Avoiding Big Brother: Keeping the DOL Away

Posted on July 11, 2012 in Compliance, Consulting

The Department of Labor can and will show up at your business unannounced.  Most often, a disgruntled current or former employee spurs the audit with a phone call.  That call nearly always leads to either a letter announcing the audit or a surprise visit from a DOL investigator.  Once the DOL has arrived, they will not go away until they have reviewed (in most cases) two years’ worth of payroll data searching for any violations of the Fair Labor Standards Act (the “FLSA”) – the federal law that mandates a minimum wage and overtime pay.  While an employer cannot stop the DOL from auditing its business, an employer can take smart measures to decrease the likelihood of a DOL audit and, in doing so, ensure compliance with the FLSA. 

Rarely, if ever, dock an employee’s pay

Nothing will spur an employee’s call to the DOL faster than taking money out of a paycheck.  The typical scenario involves an employer seeking to take money out of a final check because an employee owes money on an advance or failed to return company property.  The decision to withhold money should be done on a case by case basis with careful thought about the situation.  The company should ask itself: (i) did the employee authorize the deduction in writing as required by the Texas Payday Act; and, if so, (ii) is there anything the employee knows about the company’s payroll practices that would concern the DOL.  Sometimes, it is best to just let the bad apple employee go peacefully and be thankful that he or she is some other employer’s concern.

Along similar lines, employers should almost never dock a salaried employees pay.  The DOL has very specific rules for docking a salaried-exempt employee, and rarely do those circumstances arise.  That is a topic for another newsletter, however.

Ban “comp time”

In the mid-1970s, Congress amended the FLSA to permit public entities (i.e., federal, state, and local government) to offer time-off in lieu of overtime pay.  The DOL instituted regulations to govern “comp time.” 

Somewhere along the way, the notion of “comp time” crept into the private sector without legal foundation.  A private sector employer may never provide time-off in lieu of overtime owed to an employee.  A non-governmental employer must pay a non-exempt employee overtime wages for any time worked over 40 hours in a work-week  — no exception. 

An employer that tries to use “comp time” might very well spur a DOL audit. 

Pay for unauthorized overtime

A common component of an employer’s wage and hour policy is to require that employees have permission from their supervisor to work overtime.  This common policy is designed to limit payroll costs that can be quickly inflated with too much overtime worked.  When an employee works overtime without prior authorization, that employee may be subject to disciplinary action for violating the policy.  However, all overtime hours, even hours worked in violation of company policy, must be paid at the appropriate overtime rate. 

Employers should be very careful when disciplining employees for violating a work rule against unauthorized overtime to avoid a phone call to the DOL that spurs an audit. 

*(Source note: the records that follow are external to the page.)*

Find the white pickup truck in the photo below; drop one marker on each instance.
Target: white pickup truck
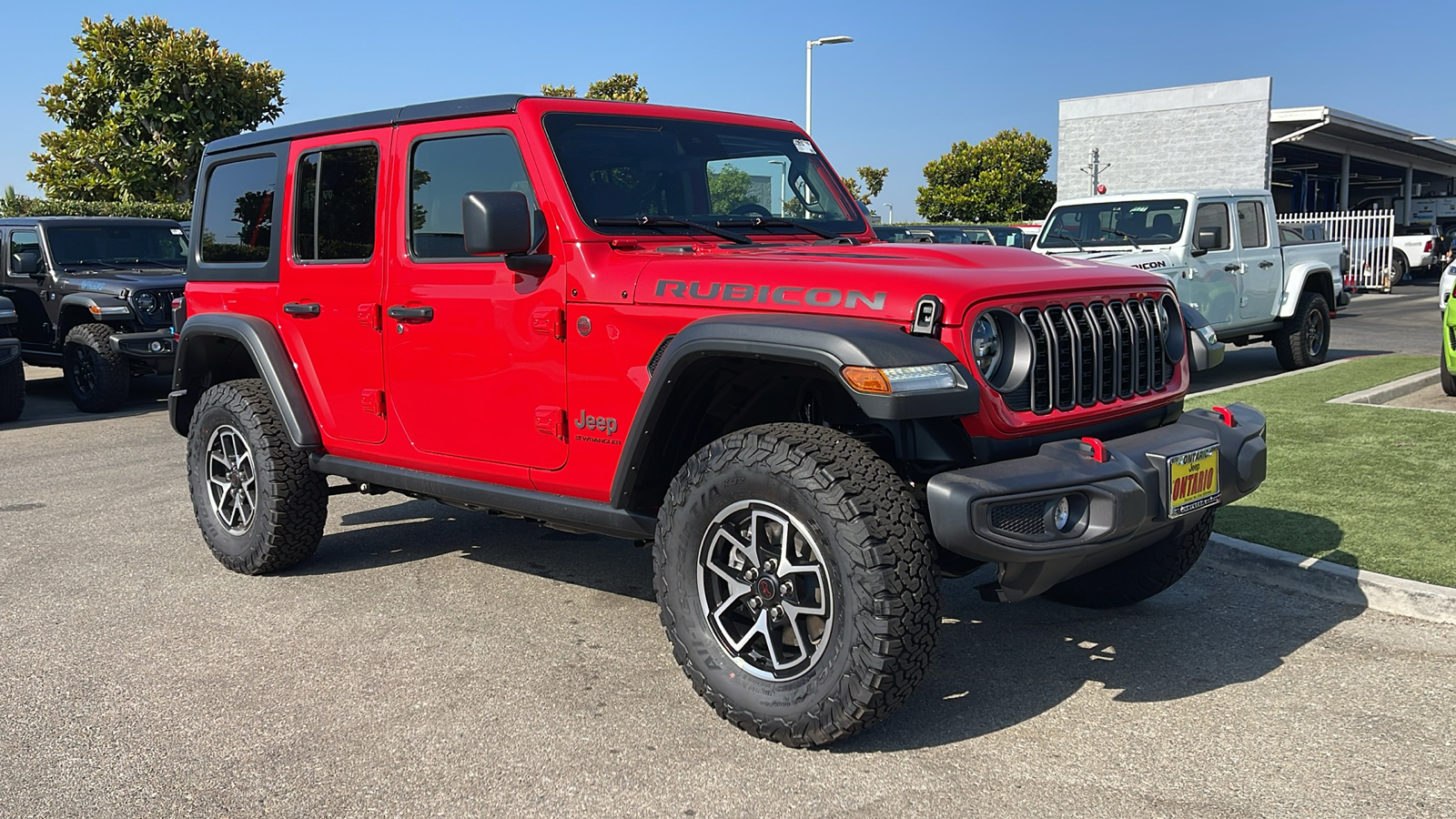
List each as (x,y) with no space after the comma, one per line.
(1222,251)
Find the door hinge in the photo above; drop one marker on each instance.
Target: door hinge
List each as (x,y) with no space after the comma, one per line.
(552,421)
(550,321)
(373,401)
(371,315)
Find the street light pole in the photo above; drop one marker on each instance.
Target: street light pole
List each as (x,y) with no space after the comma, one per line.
(808,75)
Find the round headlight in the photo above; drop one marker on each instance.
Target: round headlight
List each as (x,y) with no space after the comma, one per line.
(986,346)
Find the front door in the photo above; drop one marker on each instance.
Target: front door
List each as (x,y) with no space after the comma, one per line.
(1263,266)
(475,351)
(331,280)
(1212,283)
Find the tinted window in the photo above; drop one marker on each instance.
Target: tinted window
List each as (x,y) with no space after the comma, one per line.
(441,172)
(22,241)
(334,205)
(238,212)
(1213,215)
(1252,228)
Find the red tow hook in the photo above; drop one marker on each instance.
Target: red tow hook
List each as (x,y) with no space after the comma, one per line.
(1098,450)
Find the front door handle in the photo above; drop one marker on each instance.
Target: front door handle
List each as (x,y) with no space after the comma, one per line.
(417,315)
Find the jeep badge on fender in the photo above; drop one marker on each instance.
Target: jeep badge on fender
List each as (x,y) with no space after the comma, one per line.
(804,423)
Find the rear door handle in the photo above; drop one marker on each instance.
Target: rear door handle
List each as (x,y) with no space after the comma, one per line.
(404,314)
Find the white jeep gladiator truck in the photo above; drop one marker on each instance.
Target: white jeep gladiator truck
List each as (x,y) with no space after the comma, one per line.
(1222,251)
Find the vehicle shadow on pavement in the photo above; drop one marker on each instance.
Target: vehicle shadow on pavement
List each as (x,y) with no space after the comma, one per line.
(48,402)
(420,530)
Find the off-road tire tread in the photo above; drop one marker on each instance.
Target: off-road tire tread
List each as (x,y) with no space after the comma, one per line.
(12,390)
(1138,576)
(113,373)
(298,497)
(1289,339)
(887,537)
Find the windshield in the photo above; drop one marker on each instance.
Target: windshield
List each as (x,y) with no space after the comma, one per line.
(679,169)
(114,245)
(1149,222)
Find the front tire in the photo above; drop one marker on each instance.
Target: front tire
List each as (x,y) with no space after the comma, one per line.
(1140,574)
(795,581)
(258,503)
(1303,341)
(96,376)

Avoid unusual compensation schemes

There is little room for creativity in compensation policies.  Employees are accustomed to being paid on a salary, hourly, or commission basis and any diversion from these customs may encourage an employee to contact the DOL for guidance.  An employer should certainly seek legal guidance whenever deviating from normal payroll procedure, and for that matter, every business could benefit from an internal audit of its payroll practices. 

Count your contractors

On a periodic basis, at least twice a year and better yet at the end of each quarter, a business should take a look at its relationships with independent contractors.   True independent contractors are not covered by the FLSA, but simply reporting income to a worker on a 1099 rather than a W-2 does not make the person exempt from FLSA coverage.  Instead, the business must apply the appropriate legal analysis to determine if the worker can truly be treated as an independent contractor.  (See my March 2011 newsletter.  Pitfalls with 1099 Workers.)

The DOL (as well as other government agencies) are very interested in correcting employer misclassification of 1099 workers.  An employer with a large number of contractors as compared to its regular employee workforce is ripe for a DOL audit. 

I hope you found this post useful and share the link with others.